Título: Botos adotam família no Amazonas
Autor: Liège Albuquerque
Fonte: O Estado de São Paulo, 26/06/2005, Vida&, p. A28

Brincalhões, eles são a principal atração de um restaurante a 115 km de Manaus

MANAUS - Dani é o mais ciumento e não pode ver a "mãe" acariciar os irmãos que vai logo bicando para afastá-los. A cena seria corriqueira se fosse protagonizada por animais de estimação e seus donos fora d'água, mas é estrelada por botos cor-de-rosa e sua "mãe" humana nos fundos de um pequeno restaurante em Novo Airão, a 115 quilômetros de Manaus. Marilda Medeiros, de 35 anos, abriga no quintal típico amazônico, o Rio Negro, 12 botos cor-de-rosa que têm uma relação de cachorros mansos com ela e as duas filhas há mais de sete anos. "Pára com isso, Curumim, comporte-se", diz a "irmã" mais velha dos botos, Marisa, de 16 anos, nadando com os animais e tentando se desvencilhar de um dos mais afoitos. Monique, de 14, é a que tem menos voz de comando e não se importa com a bagunça dos companheiros de brincadeiras. Fazendo inveja aos turistas, ela agarra a barbatana de um deles e vai sendo puxada dentro d'água.

O espetáculo dos 12 botos de estimação com as três mulheres é alvo, no pequeno município, do mito "destrutivo", como chama Marilda - a lenda amazônica de que os botos cor-de-rosa são amantes de mulheres e pais de grávidas solteiras. "Não damos a menor importância a essas bobagens", diz Marilda, beijando na testa Fefa, que pula para pegar um pedaço de peixe na mão da "mãe".

Agora, os 12 botos, que já foram personagens de documentários para a BBC e TVs alemã, japonesa e italiana, são material de uma pesquisa de mestrado no Instituto de Pesquisas da Amazônia (Inpa). A bióloga Carla Barezani, que deve defender sua monografia ainda neste semestre, relaciona as intrigantes características dessa incrível relação homem-boto, a única conhecida cientificamente em todo o mundo.
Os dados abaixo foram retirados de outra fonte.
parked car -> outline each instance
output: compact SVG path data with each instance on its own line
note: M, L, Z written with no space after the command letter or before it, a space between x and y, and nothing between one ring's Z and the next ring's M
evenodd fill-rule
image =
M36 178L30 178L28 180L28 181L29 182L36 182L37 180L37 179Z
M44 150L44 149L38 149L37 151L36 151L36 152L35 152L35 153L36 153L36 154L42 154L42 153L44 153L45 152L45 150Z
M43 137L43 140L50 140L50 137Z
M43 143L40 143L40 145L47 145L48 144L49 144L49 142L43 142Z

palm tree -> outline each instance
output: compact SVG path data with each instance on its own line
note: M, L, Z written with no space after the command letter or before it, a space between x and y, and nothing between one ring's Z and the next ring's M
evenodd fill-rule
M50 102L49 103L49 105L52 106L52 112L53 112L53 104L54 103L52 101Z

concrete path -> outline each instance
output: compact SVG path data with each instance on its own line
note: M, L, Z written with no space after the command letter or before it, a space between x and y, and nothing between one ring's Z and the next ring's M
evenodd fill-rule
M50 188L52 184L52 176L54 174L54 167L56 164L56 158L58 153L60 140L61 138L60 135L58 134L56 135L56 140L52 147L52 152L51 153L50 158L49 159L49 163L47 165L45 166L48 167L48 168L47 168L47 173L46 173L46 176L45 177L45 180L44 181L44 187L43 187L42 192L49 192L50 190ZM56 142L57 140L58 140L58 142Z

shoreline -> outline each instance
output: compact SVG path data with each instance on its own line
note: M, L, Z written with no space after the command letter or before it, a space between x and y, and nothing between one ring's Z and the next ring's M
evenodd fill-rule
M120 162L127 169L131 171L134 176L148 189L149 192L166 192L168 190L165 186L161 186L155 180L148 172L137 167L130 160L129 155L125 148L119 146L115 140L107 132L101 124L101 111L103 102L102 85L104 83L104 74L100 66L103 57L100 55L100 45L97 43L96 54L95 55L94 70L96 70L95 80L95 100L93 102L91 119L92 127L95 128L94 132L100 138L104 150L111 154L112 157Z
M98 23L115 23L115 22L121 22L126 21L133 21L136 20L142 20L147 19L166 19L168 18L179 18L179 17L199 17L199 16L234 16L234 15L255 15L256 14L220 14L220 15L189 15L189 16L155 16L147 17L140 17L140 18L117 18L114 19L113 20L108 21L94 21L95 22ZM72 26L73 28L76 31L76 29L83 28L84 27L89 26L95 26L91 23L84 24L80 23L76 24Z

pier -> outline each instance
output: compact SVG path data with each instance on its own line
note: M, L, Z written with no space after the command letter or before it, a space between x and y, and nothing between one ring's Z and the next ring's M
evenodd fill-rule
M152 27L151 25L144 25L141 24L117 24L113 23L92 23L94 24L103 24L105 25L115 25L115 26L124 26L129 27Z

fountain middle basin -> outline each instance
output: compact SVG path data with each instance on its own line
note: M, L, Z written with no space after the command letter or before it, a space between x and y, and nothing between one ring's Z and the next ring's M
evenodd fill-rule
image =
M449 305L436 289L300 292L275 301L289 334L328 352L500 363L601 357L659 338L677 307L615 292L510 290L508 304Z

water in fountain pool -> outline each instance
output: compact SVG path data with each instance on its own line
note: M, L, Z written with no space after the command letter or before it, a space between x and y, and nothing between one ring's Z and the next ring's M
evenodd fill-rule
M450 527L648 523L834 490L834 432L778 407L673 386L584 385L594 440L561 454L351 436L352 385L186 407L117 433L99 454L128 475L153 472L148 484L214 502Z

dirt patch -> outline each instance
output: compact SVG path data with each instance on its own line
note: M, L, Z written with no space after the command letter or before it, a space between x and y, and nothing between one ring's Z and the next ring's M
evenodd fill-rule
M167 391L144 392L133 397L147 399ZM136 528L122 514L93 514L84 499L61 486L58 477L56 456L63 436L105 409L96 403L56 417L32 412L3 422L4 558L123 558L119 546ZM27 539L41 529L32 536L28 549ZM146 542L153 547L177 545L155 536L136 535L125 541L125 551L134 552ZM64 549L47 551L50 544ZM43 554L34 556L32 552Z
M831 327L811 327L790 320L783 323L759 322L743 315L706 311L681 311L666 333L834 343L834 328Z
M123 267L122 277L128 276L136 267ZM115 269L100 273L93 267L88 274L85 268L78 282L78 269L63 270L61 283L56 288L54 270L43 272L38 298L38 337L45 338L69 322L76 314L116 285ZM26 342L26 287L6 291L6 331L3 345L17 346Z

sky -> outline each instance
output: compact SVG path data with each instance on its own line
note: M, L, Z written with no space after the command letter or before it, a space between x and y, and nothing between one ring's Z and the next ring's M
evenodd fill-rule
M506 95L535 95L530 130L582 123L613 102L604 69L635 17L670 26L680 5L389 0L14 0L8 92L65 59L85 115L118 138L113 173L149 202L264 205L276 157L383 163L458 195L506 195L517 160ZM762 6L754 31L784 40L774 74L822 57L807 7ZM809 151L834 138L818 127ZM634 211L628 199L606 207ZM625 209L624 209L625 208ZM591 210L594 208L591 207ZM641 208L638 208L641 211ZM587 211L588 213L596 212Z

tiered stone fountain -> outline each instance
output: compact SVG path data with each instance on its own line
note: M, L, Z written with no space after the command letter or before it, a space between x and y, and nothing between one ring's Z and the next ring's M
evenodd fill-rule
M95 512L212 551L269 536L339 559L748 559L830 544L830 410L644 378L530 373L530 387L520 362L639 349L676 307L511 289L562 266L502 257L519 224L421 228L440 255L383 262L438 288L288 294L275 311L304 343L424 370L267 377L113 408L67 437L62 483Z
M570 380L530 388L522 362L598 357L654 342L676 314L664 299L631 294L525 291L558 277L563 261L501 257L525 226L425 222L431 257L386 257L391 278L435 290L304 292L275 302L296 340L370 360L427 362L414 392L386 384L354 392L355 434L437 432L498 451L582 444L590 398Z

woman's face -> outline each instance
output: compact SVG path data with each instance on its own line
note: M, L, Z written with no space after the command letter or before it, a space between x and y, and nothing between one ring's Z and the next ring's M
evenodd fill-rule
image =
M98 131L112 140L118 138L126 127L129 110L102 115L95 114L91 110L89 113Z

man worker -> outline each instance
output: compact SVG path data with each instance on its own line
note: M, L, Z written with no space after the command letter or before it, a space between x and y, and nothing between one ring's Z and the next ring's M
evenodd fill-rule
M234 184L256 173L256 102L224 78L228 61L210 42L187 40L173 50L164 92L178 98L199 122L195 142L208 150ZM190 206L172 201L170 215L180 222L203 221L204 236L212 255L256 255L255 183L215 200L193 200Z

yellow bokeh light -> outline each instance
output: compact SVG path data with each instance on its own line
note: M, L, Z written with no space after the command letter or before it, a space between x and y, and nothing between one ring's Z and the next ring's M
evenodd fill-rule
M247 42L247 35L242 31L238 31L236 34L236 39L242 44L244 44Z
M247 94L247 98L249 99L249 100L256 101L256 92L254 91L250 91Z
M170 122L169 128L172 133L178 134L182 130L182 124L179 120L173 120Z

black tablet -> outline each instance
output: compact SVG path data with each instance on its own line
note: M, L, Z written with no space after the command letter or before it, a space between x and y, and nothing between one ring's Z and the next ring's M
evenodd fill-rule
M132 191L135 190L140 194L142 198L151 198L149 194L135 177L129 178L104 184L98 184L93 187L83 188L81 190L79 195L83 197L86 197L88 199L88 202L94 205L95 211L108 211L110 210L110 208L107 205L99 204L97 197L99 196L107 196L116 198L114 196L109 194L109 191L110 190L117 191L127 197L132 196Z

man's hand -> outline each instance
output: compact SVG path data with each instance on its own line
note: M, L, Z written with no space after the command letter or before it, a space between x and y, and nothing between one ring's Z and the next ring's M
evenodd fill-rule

"Além de o boto cor-de-rosa (na região conhecido como vermelho) ter a característica de ser mais arisco do que o tucuxi (uma espécie cinza-escura), que é mais comum na Amazônia, eles não costumam nadar em grupos como os de Novo Airão", diz. Além disso, segundo a bióloga, é notório que os animais não vêm só para comer. "Eles são curiosos, vêm para brincar com as meninas, mesmo fora dos horários de comida." Os botos comem uma média de cem jaraquis (peixe da região) por dia, dados aos pedaços na boca.

Há pouco mais de um ano, biólogos do Ibama instruíram as donas dos botos, cujo restaurante pintado de rosa e, principalmente, a atração do quintal são procurados diariamente por turistas de todo o mundo, a alimentarem os animais só duas vezes por dia, em horários fixos. A idéia é também não tirar do animal seu instinto de caça na natureza. "Para não estressá-los, só alimentamos das 10 ao meio-dia e das 15 às 17 horas", conta Marilda.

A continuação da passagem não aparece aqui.